An 8x10 is 4 times the size of a 4x5 despite only having twice as many pixels in any given dimension. Using your method of selectively measuring only one dimension a person might say an 8x10 is only twice the size of a 4x5 despite the fact that it uses 4x the amount of paper.
A 1.4x tele doubles the size of your subject which is why it needs twice as much light as the bare lens. A 2x quadruples the size of your subject which is why it needs 4 times as much light.
edit: IMO if Canon is going to stop supporting APSC sports bodies they really need a comparable 600mm zoom. 400mm is a great focal length for photographing wildlife on a 7D Mark or with a 5DS/R high body that can tolerate significant croping but it's generally just to short for full frame. The full frame market really needs an affordable 600mm.
We might be talking at cross purposes here. Agreed that doubling the focal length will give you 4x more pixels on target and you can blow up to a larger size, 2x the height and width by doing so. With film you increase the size of a print with an enlarger, but how far you can usefully enlarge is limited by the resolution of the negative. With digital, you can increase the number of pixels 2-4x by using Photoshop if the resolution of the digital image is good enough, and a blown up image from a sharper can be better than one from a longer less sharp lens. It is important to understand what resolution is and how it is limited. What is crucial to me is the amount of detail you can see, and that is determined by resolution.
"Resolution depends on the distance between two distinguishable radiating points..........The resolution of a system is based on the minimum distance r at which the points can be distinguished as individuals."

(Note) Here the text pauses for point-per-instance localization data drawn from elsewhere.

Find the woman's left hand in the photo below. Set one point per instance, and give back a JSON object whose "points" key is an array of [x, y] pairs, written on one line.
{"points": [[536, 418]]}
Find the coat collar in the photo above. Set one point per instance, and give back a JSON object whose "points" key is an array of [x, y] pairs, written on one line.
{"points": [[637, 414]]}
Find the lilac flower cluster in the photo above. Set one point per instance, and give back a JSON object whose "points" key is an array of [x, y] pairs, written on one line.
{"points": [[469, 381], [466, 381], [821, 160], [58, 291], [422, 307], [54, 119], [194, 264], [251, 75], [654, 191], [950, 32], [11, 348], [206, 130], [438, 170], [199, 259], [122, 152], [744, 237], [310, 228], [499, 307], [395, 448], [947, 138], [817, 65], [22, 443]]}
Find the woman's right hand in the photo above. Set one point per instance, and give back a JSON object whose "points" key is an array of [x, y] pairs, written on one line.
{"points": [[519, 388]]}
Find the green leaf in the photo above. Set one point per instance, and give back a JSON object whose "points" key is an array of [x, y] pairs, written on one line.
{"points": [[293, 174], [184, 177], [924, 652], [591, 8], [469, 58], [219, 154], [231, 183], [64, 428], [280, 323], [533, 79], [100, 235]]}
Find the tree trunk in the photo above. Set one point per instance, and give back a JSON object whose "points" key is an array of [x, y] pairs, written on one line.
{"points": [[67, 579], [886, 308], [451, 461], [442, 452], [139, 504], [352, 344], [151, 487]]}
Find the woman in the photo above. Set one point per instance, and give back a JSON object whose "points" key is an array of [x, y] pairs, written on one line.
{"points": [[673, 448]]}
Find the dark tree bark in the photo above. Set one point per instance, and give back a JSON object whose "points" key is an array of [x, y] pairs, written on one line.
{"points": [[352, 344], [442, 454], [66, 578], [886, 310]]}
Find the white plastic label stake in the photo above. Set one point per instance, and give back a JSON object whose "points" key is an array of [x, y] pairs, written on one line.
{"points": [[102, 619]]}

https://en.wikipedia.org/wiki/Optical_resolution
That is, resolution is a linear measure, based on lateral separation, not one based on area. For a digital camera, three of the factors limiting resolution are the pixel density of the sensor, and the focal length and aperture of the lens.
When the lens outresolves the sensor, resolution scales as the square root of the number of pixels on the image provided by the sensor: double the number of pixels and you do increase resolution but by a factor of 1.414, and not by 2. (It's the Nyquist frequency of the sensor that limits resolution.)
If the sensor outresolves the lens, then increasing the pixel density and putting more pixels on the image will have little effect on resolution but increasing the resolving power of the lens will increase resolution. If the lens is optically good and is not limited by diffraction, lateral resolution increases linearly with the focal length of the lens: double the focal length and you do put 4x more pixels on the image but you increase resolution only by a factor of 2.
The current state of technology is that diffraction is often a limiting factor, and the aperture of the lens can be crucial. If you are above the diffraction limited aperture (higher f-number) then doubling the focal length of the lens without increasing the diameter of the front element (entrance pupil) will quadruple the number of pixels on the image but have hardly any increase in resolution. This is actually the case when you put a 2xTC on an f/6.3 lens on a crop camera or on a high resolution FF like a 5DSR, Nikon D850, a Sony 7RIII or even a 5DIV or R. You put 4x the number of pixels on the image but they are all twice as fuzzy, and you would do just as well by increasing the number of pixels using Photoshop.
I do in fact have a very good Sigma 150-600mm f/6.3 lens for my Canons, and would prefer Canon bring out small, lightweight, high quality primes like Nikon does, rather than another 200-600mm zoom. I am not alone in that desire.